P.S. Il faudrait regarder de plus près les influences de la politique sur le style même du tango : les shows chorégraphiés qui ont été exportés d'Argentine dans la deuxième moitié du 20 ème siècle sont la conséquence de la suspicion dans laquelle était tenue la pratique du bal ; les milongas étaient interdites aux jeunes et des artistes ont vu le parti qu'ils pouvaient tirer à l'étranger de l'exacerbation exhibitionniste de la gestuelle du tango. Ces shows n'existaient pas à l'âge d'or du tango où sa pratique en bal était quotidienne. Revenir aujourd'hui au tango de l'âge d'or c'est revenir à sa pratique ordinaire, et se protéger du ridicule qu'il y a à singer des danseurs professionnels capables de performances physiques hors du commun.

(1) Le premier poème publié sous le nom de Paul Celan en 1947, à Bucarest et en roumain avant de l'être en allemand, s'appelle "Tangoul Mortii", "Tango de Mort",  et témoigne de cette histoire sinistre avec un éclat et une beauté terribles.
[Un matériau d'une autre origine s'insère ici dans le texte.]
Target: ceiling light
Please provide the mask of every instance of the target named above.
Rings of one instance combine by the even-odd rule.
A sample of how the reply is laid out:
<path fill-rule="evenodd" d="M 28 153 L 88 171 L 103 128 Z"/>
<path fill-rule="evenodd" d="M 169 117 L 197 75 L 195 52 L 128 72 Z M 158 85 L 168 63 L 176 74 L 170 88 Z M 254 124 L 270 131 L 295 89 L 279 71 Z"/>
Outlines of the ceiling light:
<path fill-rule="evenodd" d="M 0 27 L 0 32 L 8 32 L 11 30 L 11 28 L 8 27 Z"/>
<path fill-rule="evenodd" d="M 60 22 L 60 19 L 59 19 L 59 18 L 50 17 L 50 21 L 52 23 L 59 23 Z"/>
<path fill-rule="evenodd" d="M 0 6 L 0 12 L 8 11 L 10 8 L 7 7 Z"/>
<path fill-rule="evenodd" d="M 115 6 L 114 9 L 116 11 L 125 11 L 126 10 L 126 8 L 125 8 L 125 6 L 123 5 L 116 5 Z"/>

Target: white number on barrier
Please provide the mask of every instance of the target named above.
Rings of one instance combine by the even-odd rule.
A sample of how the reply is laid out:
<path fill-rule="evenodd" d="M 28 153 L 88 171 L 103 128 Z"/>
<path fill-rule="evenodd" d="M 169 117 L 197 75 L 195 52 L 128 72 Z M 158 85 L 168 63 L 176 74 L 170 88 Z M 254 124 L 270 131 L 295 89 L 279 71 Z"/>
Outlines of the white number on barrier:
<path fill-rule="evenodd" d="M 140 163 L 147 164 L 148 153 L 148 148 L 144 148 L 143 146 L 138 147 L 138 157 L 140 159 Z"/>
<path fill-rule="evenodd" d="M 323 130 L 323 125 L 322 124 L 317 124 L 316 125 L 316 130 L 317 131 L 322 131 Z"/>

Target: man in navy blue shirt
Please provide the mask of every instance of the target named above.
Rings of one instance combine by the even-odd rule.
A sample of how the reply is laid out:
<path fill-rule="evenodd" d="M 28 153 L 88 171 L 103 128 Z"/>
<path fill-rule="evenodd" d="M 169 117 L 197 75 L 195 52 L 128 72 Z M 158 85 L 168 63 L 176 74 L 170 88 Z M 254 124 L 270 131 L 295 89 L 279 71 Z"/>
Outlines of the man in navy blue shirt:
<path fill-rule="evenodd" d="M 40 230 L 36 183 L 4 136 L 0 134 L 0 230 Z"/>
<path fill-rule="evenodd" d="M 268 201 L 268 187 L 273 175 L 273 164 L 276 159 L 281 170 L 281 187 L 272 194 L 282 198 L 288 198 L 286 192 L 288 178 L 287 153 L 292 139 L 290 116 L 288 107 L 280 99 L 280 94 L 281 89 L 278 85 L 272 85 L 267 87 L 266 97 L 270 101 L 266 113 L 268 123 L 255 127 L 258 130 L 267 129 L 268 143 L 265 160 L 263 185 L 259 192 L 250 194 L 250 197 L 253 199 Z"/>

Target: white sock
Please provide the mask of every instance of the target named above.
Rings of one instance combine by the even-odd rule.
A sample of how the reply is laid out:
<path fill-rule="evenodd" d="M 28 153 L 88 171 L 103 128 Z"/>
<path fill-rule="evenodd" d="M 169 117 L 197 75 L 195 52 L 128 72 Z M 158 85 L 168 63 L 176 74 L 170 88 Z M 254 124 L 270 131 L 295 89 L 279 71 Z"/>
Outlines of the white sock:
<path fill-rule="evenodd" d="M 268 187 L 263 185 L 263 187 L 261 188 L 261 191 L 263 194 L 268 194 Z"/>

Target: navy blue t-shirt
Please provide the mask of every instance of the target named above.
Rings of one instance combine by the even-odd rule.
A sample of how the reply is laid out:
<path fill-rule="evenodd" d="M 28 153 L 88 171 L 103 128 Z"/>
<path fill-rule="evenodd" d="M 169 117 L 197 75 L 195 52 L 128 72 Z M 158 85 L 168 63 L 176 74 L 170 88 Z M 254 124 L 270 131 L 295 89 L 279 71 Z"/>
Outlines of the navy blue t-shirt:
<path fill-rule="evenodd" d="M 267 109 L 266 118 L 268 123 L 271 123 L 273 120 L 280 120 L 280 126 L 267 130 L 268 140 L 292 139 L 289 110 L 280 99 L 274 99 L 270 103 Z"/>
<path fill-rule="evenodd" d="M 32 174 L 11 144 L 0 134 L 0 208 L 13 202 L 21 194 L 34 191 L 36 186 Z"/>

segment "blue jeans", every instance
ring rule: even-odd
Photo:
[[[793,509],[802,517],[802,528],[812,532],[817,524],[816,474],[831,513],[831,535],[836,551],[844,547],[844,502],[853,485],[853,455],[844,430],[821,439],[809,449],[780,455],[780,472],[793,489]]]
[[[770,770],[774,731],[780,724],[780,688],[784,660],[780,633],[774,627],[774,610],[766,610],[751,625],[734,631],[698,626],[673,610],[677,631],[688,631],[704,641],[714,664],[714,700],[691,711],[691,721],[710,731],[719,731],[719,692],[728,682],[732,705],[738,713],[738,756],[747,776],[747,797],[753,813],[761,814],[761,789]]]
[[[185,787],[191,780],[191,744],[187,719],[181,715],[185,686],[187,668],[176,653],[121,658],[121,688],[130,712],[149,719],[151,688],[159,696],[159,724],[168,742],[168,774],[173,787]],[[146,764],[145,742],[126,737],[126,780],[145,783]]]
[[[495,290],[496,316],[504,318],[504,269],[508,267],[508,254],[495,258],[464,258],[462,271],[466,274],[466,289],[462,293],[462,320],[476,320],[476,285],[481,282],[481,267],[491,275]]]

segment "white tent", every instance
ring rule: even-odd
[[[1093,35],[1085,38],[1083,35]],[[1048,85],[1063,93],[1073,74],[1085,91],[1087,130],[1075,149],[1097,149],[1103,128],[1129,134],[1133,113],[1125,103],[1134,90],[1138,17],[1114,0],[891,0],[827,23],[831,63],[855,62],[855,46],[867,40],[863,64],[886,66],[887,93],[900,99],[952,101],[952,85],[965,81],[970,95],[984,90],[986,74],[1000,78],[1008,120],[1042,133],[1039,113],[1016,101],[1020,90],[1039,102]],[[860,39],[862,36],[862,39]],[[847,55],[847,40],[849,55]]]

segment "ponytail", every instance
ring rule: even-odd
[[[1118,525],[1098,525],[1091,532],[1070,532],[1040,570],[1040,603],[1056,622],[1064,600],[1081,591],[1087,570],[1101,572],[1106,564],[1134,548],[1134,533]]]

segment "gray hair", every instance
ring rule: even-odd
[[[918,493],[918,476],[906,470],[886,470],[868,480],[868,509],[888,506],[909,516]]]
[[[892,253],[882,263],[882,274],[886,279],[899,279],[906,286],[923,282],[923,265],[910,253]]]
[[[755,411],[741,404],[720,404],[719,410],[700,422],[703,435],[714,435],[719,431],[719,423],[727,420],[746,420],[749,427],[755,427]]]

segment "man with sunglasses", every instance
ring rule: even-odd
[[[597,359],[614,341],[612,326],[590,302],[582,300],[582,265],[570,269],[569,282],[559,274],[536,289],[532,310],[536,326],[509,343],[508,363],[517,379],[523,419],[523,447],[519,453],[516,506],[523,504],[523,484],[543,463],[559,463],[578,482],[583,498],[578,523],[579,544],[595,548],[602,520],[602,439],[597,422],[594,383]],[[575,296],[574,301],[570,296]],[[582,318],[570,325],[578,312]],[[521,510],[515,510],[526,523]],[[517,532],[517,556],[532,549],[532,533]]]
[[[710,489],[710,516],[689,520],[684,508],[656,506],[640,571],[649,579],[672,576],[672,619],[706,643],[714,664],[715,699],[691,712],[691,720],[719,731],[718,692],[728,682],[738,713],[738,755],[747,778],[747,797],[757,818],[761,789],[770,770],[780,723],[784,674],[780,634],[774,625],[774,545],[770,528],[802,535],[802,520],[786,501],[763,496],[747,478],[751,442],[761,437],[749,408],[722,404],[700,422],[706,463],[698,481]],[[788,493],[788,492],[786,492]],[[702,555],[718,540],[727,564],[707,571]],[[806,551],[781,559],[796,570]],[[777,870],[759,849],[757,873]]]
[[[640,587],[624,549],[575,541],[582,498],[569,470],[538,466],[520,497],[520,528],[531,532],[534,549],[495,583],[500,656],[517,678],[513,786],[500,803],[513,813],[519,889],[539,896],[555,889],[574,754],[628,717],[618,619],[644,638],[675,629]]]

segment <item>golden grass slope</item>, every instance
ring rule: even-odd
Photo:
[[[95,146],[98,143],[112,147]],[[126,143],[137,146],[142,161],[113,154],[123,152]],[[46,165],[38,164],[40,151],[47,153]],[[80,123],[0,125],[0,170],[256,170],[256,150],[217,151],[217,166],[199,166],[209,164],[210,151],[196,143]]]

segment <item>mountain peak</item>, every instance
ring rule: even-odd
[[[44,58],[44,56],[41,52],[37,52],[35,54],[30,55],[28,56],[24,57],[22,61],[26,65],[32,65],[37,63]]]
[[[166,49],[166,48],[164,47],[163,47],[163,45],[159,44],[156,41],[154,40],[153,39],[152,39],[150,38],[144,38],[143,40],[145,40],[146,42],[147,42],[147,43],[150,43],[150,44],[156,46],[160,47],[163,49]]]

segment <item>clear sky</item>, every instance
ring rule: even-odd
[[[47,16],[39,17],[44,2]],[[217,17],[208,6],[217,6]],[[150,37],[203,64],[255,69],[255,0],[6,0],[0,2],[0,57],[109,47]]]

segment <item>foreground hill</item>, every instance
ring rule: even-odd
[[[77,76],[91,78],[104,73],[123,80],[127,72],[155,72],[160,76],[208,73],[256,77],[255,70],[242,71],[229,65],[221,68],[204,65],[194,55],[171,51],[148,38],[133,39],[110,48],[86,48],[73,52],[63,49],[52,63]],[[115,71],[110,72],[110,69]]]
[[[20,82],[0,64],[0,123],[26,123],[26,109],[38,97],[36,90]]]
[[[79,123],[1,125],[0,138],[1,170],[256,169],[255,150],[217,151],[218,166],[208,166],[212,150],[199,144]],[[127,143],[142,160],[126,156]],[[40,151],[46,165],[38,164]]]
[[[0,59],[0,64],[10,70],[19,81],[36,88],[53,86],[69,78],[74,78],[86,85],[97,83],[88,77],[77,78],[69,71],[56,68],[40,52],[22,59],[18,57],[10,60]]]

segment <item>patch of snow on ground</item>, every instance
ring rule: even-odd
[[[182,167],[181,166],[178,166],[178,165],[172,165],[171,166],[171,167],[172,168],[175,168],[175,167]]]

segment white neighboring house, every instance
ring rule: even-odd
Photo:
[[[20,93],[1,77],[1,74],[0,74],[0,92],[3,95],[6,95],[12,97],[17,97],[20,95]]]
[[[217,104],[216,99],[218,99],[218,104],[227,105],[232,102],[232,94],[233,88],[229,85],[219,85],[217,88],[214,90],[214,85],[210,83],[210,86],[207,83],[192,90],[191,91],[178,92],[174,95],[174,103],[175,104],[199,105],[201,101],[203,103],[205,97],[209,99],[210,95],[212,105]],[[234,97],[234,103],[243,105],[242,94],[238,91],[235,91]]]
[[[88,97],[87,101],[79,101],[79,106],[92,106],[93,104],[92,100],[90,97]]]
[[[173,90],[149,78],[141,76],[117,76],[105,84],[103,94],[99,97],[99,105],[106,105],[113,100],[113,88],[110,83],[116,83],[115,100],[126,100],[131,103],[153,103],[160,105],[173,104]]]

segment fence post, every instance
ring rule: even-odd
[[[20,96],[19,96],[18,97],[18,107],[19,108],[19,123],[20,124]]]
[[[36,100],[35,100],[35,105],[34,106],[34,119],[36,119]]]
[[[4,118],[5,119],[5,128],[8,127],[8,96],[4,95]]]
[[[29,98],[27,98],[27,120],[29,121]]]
Lait noir de l'aube nous le buvons le soir
nous le buvons midi et matin nous le buvons la nuit
nous buvons nous buvons
nous creusons une tombe dans le ciel on n'y est pas couché à l'étroit
Un homme habite la maison il joue avec les serpents il écrit
il écrit quand vient le sombre crépuscule en Allemagne te cheveux d'or Margarete
il écrit cela et va à sa porte et les étoiles tressaillent il siffle ses dogues
il siffle pour appeler ses Juifs et fait creuser une tombe dans la terre
il ordonne jouez et qu'on y danse...

chez Christian Bourgois, Paul Celan Pavot et Mémoire, traduit de l'allemand par  Valérie Briet.

(2) Il m'a été objecté qu'on danse le tango en Chine : au moins à Shanghaï, on peut voir des couples d'aficionados qui dansent sur les places publiques. Les Chinois, m'a-t-on fait remarquer, s'intéressent à tout, y compris au tango! Voir le site "tangogo", site d'une école de danse de tango à Shangaï.